Guiding children through the grieving process
All children need guidance through the grieving process, whether dealing with the loss of a parent, pet, or grandparent. Like adults’, children’s grief is complex. They learn by copying the emotional and behavioral responses of those around them. Therefore, being open and honest about feelings is necessary for them to work through their grief cycle.
Listening is regularly undervalued yet is crucial as a primary communication tool. Mastering the skill is essential when assisting a child dealing with grief. Effective listening avoids miscommunication, promoting smooth dialogue and open conversation. It leads to a deeper understanding of a child’s challenges, better equipping adults to guide children through the process.

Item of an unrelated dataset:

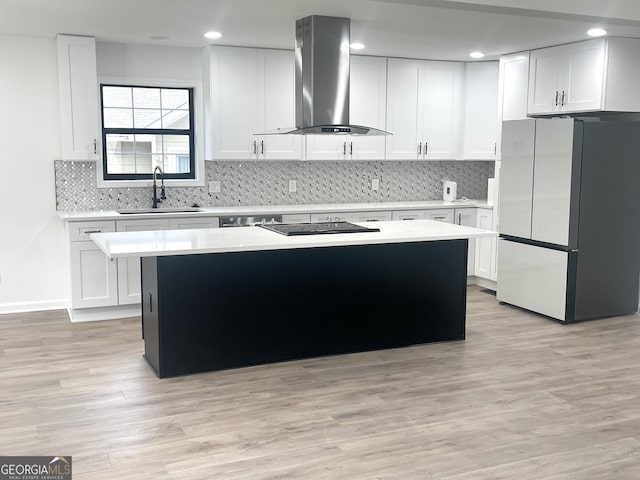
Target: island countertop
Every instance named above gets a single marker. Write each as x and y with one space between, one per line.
246 239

Some families find solace and comfort in religion throughout the grieving process. However, if religion has not been of significance, introducing it when a child is suffering from the trauma of death could be a frightening concept.
How to talk to children about death
Terminology is key when talking to children about death. The use of simple words and terms avoids confusion. For example, ‘passed away’ or ‘went to sleep’ is unclear. A child may continue to expect the deceased to walk through the door. Straightforward explanations, like ‘their heart stopped beating,’ are easier to digest.
If a child asks questions, answer as fully as possible. If conversation provokes emotions, it’s okay and better to describe the feelings, reassuring the child everything will be alright.
Rather than avoiding the subject of funerals, guide the child through what takes place at a funeral service. Involving them in funeral arrangements, like choosing the flowers or music, can be beneficial. Keeping to routines helps maintain normalcy and shows that life goes on.
When to seek grief counseling for children
Grief is a natural reaction to death, with a devastating impact on lives. While there is no specific duration to grieve, there reaches a point when an adult perceives a child is struggling to cope with loss. If a child continues to show “symptoms that persist beyond six months or are very impairing, it can indicate that the child may need professional help to overcome his or her grief.” (Child Mind Institute, February 23, 2023)
Symptoms of this persistent grief include anger, nightmares, lack of concentration, loss of appetite, and generally thinking the world is a scary place.
Mental health professionals, counselors, and psychiatrists provide specialized assistance, offering valuable coping strategies to help deal with loss. Alternative options include group child therapy, which incorporates music and art as alternative avenues for bereaved children to interact and process their grief.